Thu Jul 25, 2013 2:35am EDT
ZURICH, July 25 (Reuters) - Israel-based Teva Pharmaceutical Industries and Swiss Lonza Group said they were discontinuing their collaboration for the development, manufacturing and marketing of biosimilars.
The mutual decision to end the venture, started in 2009, will allow both companies to concentrate on their own strategies and expertise, they said in a joint statement on Thursday.
The move to end the alliance on biosimilars - copycat versions of injectable biotech medicines that have gone off patent - is not a complete surprise, since Lonza said in March it was reviewing the venture.
The Swiss group's chief operating officer, Stephan Kutzer, said on Thursday it was now clear that biosimilars would "require more capital than initially planned and will also take more time until they reach the market".

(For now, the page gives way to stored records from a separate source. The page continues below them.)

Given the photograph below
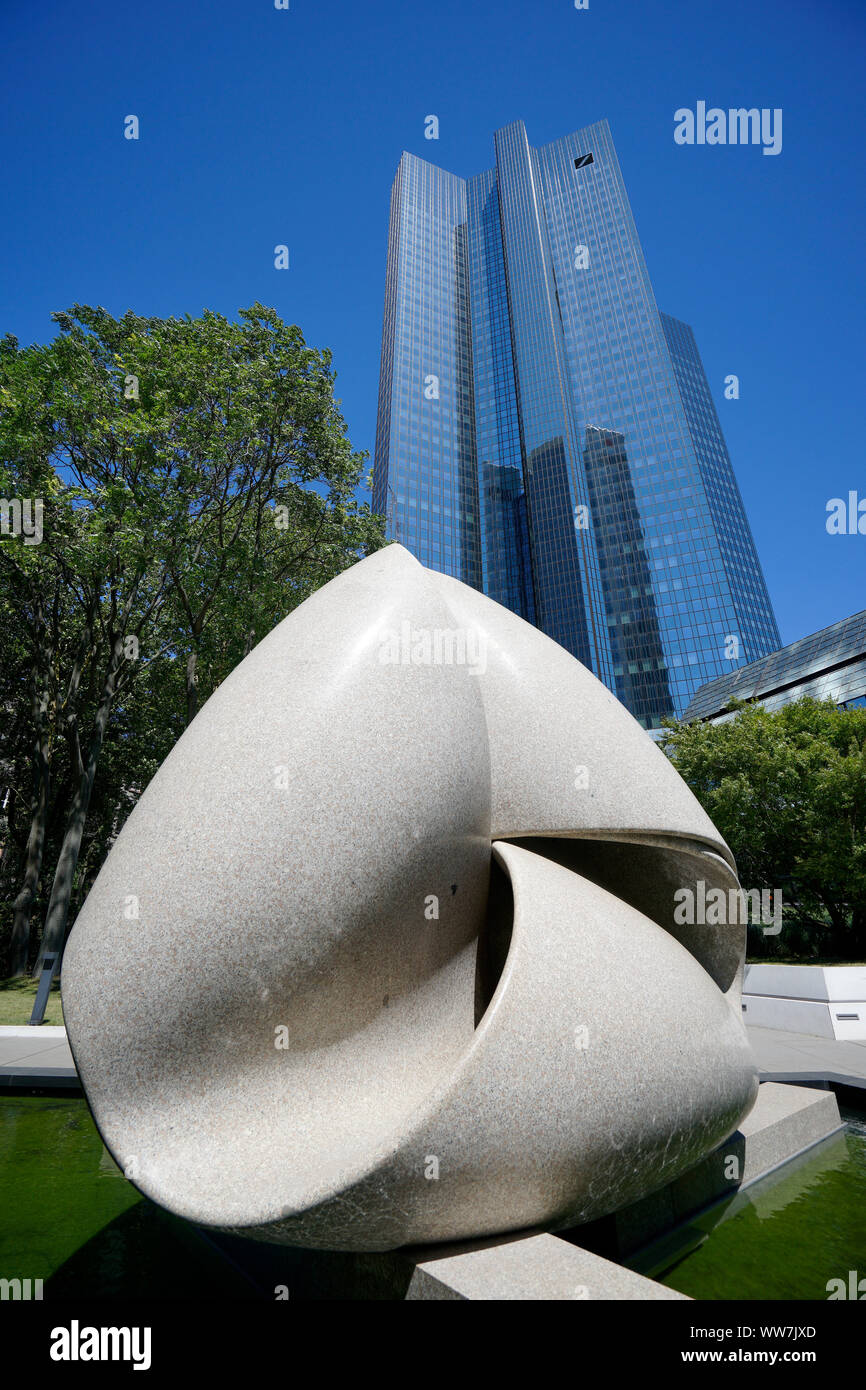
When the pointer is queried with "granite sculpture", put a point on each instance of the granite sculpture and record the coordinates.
(387, 952)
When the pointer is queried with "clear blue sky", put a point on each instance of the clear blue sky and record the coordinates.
(263, 127)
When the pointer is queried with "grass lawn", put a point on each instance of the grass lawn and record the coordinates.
(17, 998)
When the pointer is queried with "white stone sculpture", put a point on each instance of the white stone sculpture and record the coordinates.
(405, 966)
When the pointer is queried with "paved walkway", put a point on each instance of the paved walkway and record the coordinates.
(35, 1057)
(798, 1057)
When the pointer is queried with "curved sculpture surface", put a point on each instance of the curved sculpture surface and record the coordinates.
(387, 954)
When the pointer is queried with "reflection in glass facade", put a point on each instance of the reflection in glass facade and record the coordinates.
(826, 665)
(548, 437)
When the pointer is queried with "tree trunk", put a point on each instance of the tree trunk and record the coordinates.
(67, 862)
(21, 913)
(192, 694)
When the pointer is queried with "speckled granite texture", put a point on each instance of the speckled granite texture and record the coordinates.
(385, 952)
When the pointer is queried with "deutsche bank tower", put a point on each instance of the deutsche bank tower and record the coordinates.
(546, 435)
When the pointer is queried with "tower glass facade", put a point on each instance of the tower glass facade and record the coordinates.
(548, 437)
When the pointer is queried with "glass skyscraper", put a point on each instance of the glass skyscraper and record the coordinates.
(548, 437)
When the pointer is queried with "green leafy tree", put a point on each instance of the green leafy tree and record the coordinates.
(787, 790)
(198, 483)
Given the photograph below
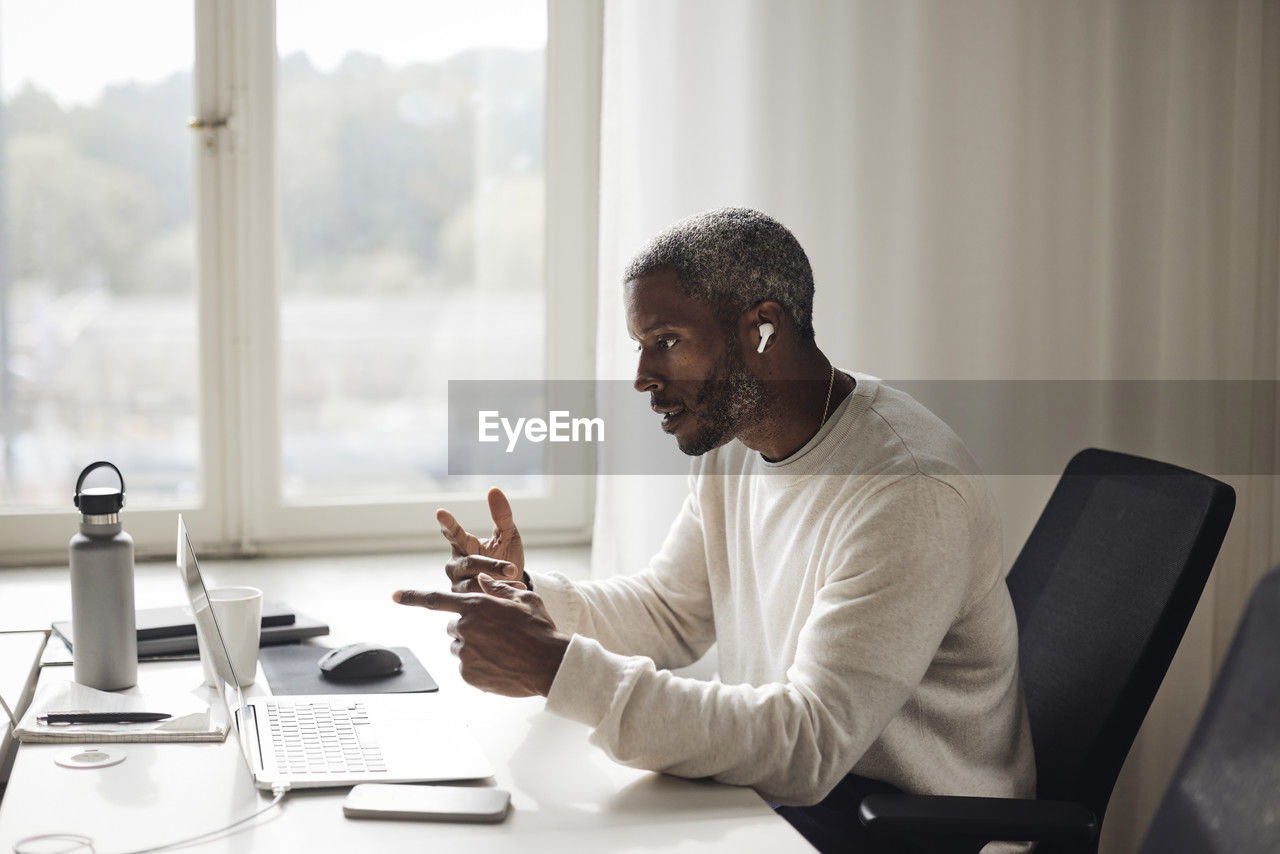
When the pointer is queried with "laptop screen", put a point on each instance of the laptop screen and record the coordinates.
(209, 631)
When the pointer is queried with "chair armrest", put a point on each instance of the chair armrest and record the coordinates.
(978, 818)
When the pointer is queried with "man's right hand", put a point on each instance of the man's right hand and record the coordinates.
(502, 556)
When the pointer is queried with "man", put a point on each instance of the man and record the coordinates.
(837, 542)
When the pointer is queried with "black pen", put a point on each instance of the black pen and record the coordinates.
(101, 717)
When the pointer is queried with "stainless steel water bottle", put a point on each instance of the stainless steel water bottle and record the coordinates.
(104, 634)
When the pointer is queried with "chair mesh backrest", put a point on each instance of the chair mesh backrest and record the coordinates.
(1223, 798)
(1104, 589)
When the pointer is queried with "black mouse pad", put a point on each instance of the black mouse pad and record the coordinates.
(295, 668)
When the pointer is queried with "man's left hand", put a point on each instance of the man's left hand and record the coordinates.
(504, 639)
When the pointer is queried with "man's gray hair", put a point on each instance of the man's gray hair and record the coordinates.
(734, 257)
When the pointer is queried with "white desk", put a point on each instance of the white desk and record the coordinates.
(566, 794)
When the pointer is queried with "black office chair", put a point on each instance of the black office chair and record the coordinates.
(1223, 798)
(1104, 590)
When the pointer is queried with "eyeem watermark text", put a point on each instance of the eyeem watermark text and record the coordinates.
(558, 427)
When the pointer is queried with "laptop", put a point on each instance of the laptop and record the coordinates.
(330, 739)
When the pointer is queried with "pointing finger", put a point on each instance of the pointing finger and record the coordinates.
(499, 508)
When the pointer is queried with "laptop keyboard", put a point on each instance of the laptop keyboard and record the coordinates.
(323, 738)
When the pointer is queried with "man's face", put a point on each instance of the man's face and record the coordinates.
(690, 365)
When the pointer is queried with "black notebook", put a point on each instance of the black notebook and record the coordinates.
(170, 631)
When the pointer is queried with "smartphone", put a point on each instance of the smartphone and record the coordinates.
(426, 803)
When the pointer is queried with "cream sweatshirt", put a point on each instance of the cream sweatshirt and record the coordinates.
(858, 597)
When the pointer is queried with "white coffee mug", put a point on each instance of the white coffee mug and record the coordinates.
(240, 617)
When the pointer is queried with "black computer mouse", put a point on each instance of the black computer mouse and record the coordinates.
(360, 661)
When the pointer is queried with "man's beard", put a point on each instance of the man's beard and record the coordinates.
(730, 400)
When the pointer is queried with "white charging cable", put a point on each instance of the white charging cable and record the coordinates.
(86, 843)
(9, 712)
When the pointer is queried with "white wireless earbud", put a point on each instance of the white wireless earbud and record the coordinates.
(766, 333)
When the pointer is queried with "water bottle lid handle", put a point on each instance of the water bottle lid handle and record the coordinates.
(101, 501)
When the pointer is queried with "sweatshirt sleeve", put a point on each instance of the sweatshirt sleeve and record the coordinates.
(896, 581)
(663, 612)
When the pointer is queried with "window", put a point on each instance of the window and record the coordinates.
(257, 318)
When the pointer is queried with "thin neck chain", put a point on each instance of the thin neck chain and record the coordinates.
(831, 383)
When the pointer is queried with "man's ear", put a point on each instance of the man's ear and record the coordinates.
(763, 325)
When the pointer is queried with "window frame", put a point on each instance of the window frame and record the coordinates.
(243, 511)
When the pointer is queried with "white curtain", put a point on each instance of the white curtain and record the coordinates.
(987, 190)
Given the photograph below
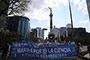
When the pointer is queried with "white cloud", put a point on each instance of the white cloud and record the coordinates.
(83, 7)
(76, 2)
(84, 21)
(39, 8)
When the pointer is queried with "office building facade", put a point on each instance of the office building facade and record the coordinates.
(19, 24)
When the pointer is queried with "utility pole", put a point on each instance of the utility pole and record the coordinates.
(51, 34)
(70, 10)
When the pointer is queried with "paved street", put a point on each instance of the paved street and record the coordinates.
(73, 58)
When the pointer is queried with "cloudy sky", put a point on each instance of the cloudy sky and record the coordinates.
(39, 13)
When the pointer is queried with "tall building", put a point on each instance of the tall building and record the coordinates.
(56, 31)
(39, 32)
(63, 31)
(68, 26)
(76, 32)
(19, 24)
(88, 6)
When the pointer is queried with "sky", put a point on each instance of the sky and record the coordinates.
(38, 13)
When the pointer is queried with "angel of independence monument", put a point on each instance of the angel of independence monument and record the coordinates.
(51, 35)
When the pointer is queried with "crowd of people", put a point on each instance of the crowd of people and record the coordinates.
(6, 49)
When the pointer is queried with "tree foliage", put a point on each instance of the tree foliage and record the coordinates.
(7, 37)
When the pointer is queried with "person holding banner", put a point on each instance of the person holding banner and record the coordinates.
(5, 51)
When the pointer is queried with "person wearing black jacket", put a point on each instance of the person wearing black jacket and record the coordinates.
(5, 49)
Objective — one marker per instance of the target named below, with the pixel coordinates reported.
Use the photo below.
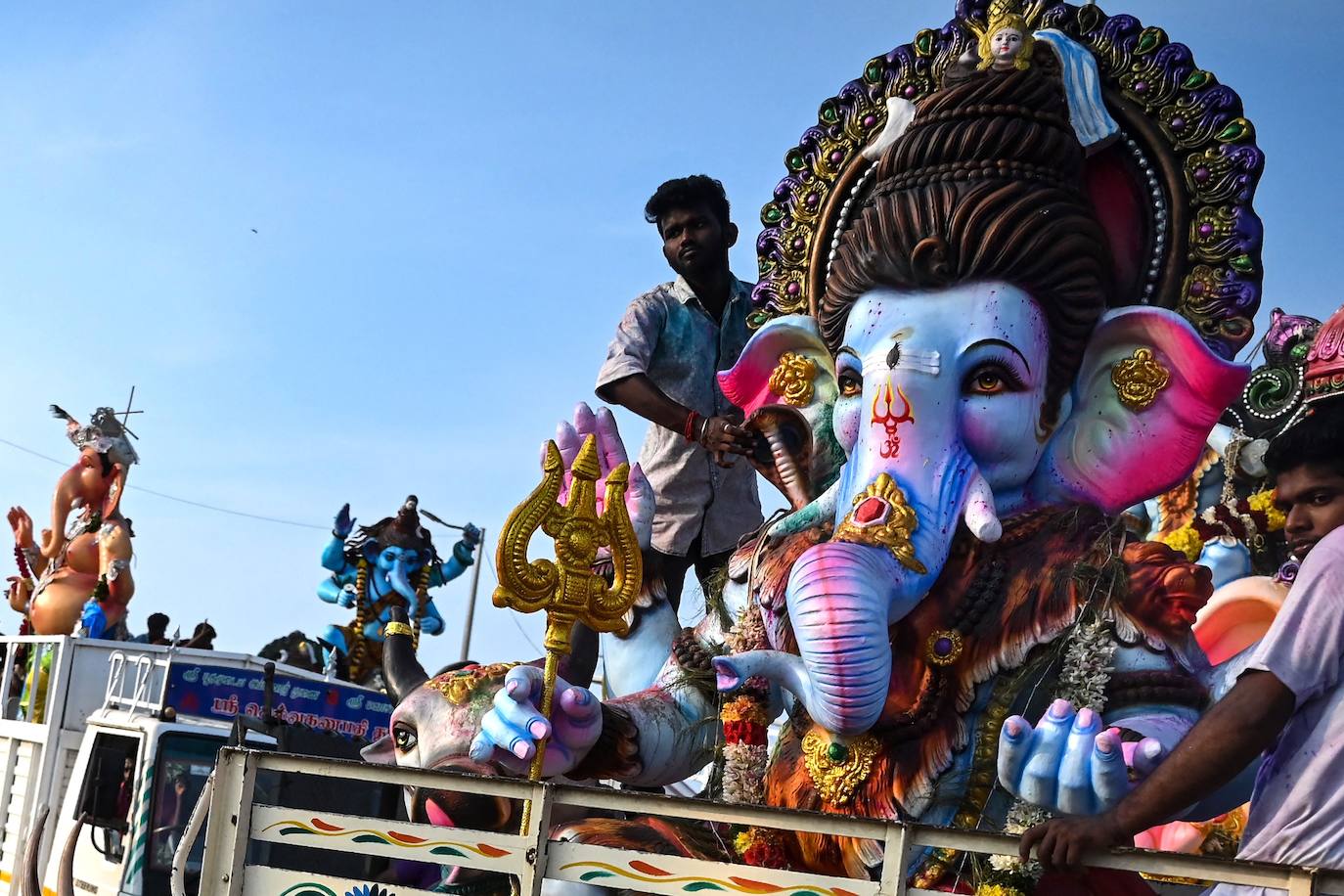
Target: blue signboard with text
(218, 692)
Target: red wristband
(690, 426)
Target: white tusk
(980, 514)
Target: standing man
(661, 364)
(1289, 700)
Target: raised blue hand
(514, 727)
(1069, 763)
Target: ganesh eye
(850, 383)
(403, 739)
(991, 379)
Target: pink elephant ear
(1145, 399)
(749, 383)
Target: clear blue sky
(448, 201)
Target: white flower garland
(1082, 681)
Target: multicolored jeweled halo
(1186, 150)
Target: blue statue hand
(1070, 763)
(513, 729)
(470, 535)
(348, 597)
(344, 522)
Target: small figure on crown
(1006, 39)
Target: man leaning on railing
(1289, 700)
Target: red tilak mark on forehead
(890, 421)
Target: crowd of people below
(1287, 702)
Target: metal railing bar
(904, 838)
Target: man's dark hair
(1318, 439)
(696, 191)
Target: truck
(241, 823)
(105, 747)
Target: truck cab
(105, 748)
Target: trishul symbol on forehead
(888, 420)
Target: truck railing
(132, 683)
(27, 688)
(531, 856)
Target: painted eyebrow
(1003, 344)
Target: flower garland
(744, 749)
(761, 846)
(1089, 662)
(1246, 520)
(1088, 665)
(744, 723)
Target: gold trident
(567, 590)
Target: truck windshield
(180, 771)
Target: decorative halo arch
(1174, 191)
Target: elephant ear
(114, 490)
(785, 383)
(784, 363)
(1146, 396)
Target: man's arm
(1236, 730)
(639, 394)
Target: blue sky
(448, 209)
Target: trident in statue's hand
(567, 589)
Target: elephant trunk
(843, 598)
(67, 876)
(401, 582)
(402, 672)
(28, 874)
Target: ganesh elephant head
(431, 727)
(978, 377)
(399, 550)
(945, 411)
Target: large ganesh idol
(82, 565)
(980, 337)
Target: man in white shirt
(1289, 701)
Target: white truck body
(118, 704)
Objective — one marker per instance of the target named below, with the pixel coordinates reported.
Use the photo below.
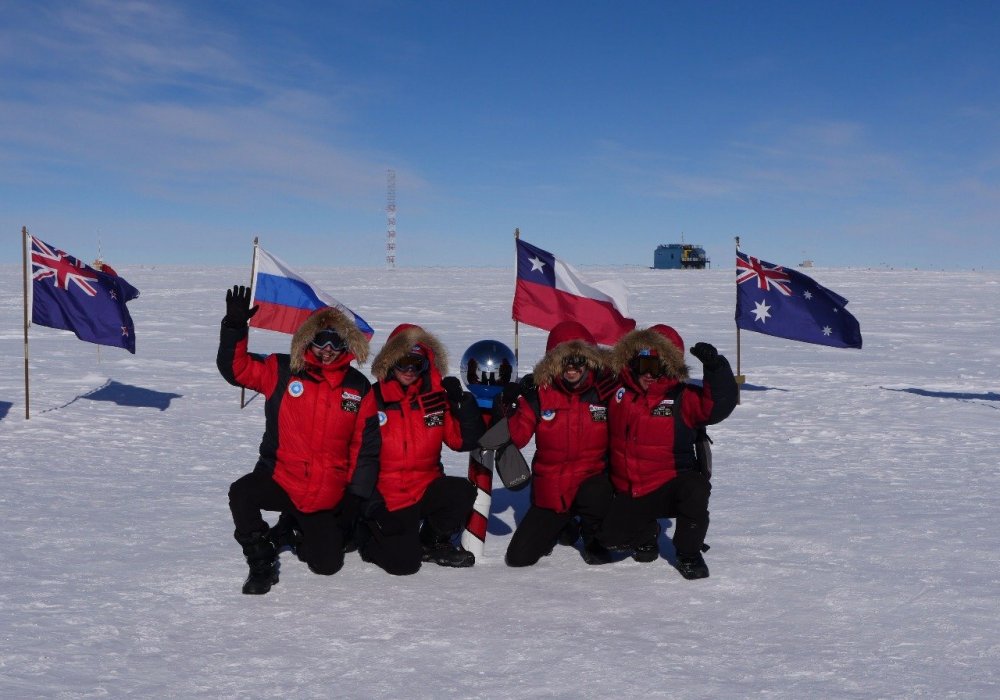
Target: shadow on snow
(959, 395)
(126, 395)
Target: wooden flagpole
(24, 274)
(740, 379)
(253, 276)
(517, 236)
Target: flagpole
(24, 275)
(517, 236)
(740, 379)
(253, 267)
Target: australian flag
(72, 296)
(777, 301)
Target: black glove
(387, 523)
(527, 383)
(510, 394)
(238, 311)
(708, 355)
(454, 389)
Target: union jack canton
(70, 295)
(776, 301)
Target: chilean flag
(549, 291)
(286, 299)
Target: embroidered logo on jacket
(664, 408)
(350, 401)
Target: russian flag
(286, 299)
(549, 290)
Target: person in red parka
(568, 417)
(417, 509)
(320, 450)
(653, 419)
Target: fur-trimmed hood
(327, 317)
(661, 339)
(398, 345)
(567, 339)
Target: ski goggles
(417, 364)
(329, 338)
(647, 364)
(577, 362)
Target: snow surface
(855, 546)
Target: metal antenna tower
(390, 213)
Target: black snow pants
(632, 521)
(322, 531)
(537, 532)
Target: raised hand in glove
(707, 353)
(238, 311)
(453, 387)
(387, 523)
(527, 383)
(510, 394)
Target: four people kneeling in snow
(354, 466)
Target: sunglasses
(328, 338)
(412, 363)
(647, 364)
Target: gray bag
(498, 454)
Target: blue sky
(850, 133)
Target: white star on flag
(762, 311)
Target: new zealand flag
(785, 303)
(72, 296)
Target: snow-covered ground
(855, 539)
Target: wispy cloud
(141, 92)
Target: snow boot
(595, 554)
(439, 549)
(692, 566)
(262, 556)
(286, 534)
(648, 550)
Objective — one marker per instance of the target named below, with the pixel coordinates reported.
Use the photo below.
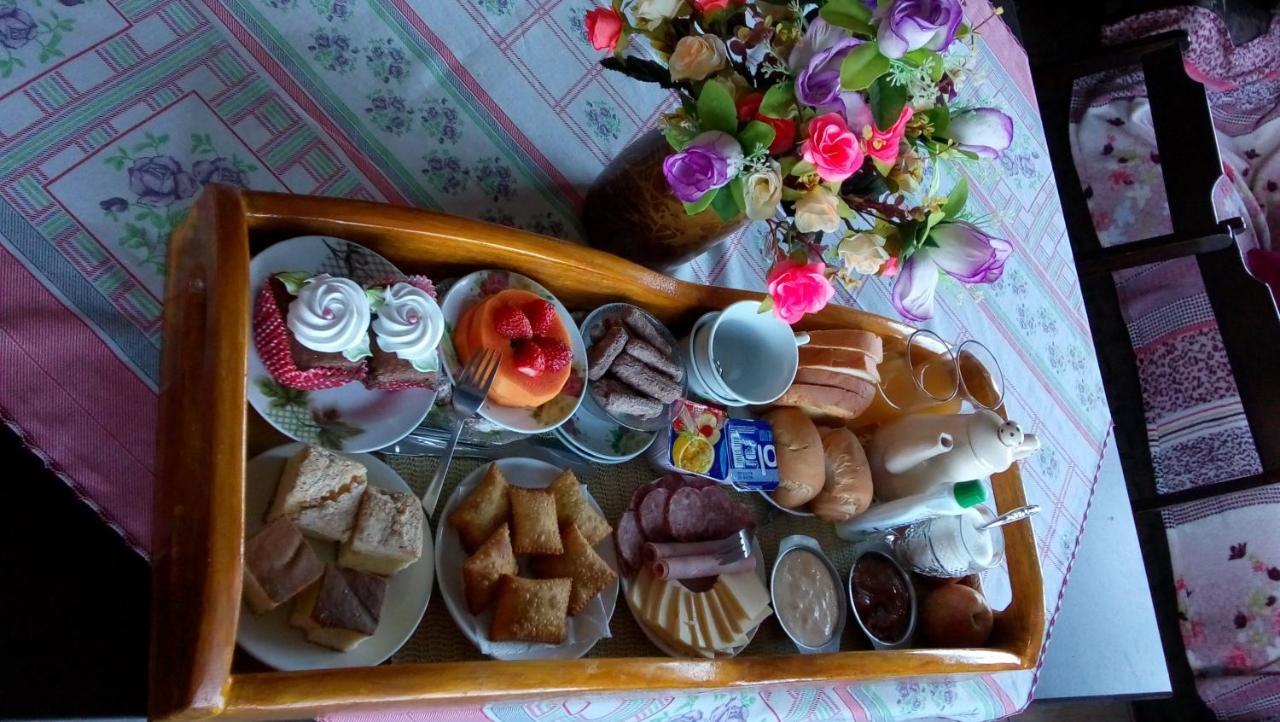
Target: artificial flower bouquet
(819, 117)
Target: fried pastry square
(530, 609)
(533, 521)
(483, 511)
(571, 507)
(483, 570)
(581, 565)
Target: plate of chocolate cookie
(631, 366)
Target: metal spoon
(1011, 516)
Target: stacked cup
(741, 356)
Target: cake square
(483, 511)
(580, 565)
(571, 507)
(530, 609)
(320, 492)
(387, 535)
(533, 520)
(483, 570)
(278, 565)
(342, 609)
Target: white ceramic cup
(745, 355)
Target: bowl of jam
(883, 599)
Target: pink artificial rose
(832, 147)
(883, 145)
(798, 289)
(603, 28)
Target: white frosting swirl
(329, 315)
(410, 323)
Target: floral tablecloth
(114, 113)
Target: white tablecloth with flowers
(114, 113)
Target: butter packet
(702, 441)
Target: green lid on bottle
(969, 493)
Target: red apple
(955, 616)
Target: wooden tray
(202, 449)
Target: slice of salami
(685, 516)
(653, 516)
(629, 539)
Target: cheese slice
(717, 630)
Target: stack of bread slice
(839, 374)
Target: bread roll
(848, 489)
(801, 470)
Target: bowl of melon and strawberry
(540, 379)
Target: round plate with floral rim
(474, 288)
(600, 439)
(350, 417)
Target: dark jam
(882, 598)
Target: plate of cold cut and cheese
(686, 599)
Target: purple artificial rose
(17, 27)
(218, 170)
(912, 24)
(707, 163)
(159, 181)
(982, 131)
(967, 254)
(961, 251)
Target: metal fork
(469, 393)
(737, 547)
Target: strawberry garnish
(556, 352)
(529, 357)
(512, 323)
(542, 316)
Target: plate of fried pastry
(338, 560)
(526, 562)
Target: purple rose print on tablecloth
(17, 27)
(219, 170)
(159, 181)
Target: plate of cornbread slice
(338, 560)
(526, 562)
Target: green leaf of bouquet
(886, 101)
(956, 199)
(862, 67)
(700, 204)
(850, 14)
(677, 136)
(757, 135)
(728, 202)
(716, 109)
(778, 101)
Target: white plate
(672, 652)
(600, 439)
(449, 556)
(350, 417)
(472, 288)
(269, 636)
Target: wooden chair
(1243, 307)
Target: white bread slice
(828, 402)
(388, 533)
(856, 364)
(320, 492)
(850, 339)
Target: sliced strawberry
(542, 316)
(556, 352)
(512, 323)
(529, 359)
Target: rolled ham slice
(698, 566)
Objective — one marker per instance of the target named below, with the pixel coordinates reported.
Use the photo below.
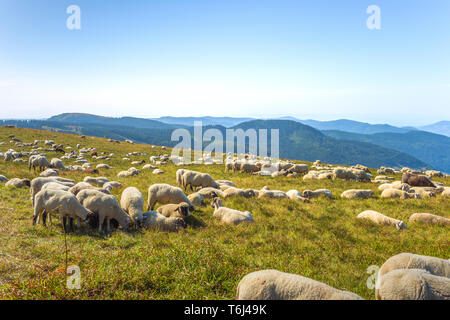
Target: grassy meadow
(321, 240)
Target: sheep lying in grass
(317, 193)
(434, 265)
(297, 196)
(99, 181)
(195, 179)
(357, 194)
(155, 220)
(429, 218)
(18, 183)
(132, 202)
(85, 185)
(164, 194)
(379, 218)
(37, 183)
(230, 216)
(276, 285)
(62, 202)
(180, 210)
(412, 284)
(106, 206)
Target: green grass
(322, 240)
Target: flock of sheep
(90, 204)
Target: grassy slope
(322, 240)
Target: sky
(243, 58)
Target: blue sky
(309, 59)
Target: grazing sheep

Biosimilars have long been eyed as a major opportunity for large makers of generic drugs, such as Teva and Novartis's Sandoz unit, but developing them is far more complicated than making generic copies of traditional pills.
Regulators have also been slow to draw up rules for biosimilars, although progress in Europe is faster than in the United States.
Last month, the European Medicines Agency gave a green light to copycat versions of Johnson & Johnson and Merck & Co's blockbuster rheumatoid arthritis drug Remicade - the first time for such antibody-based medicines.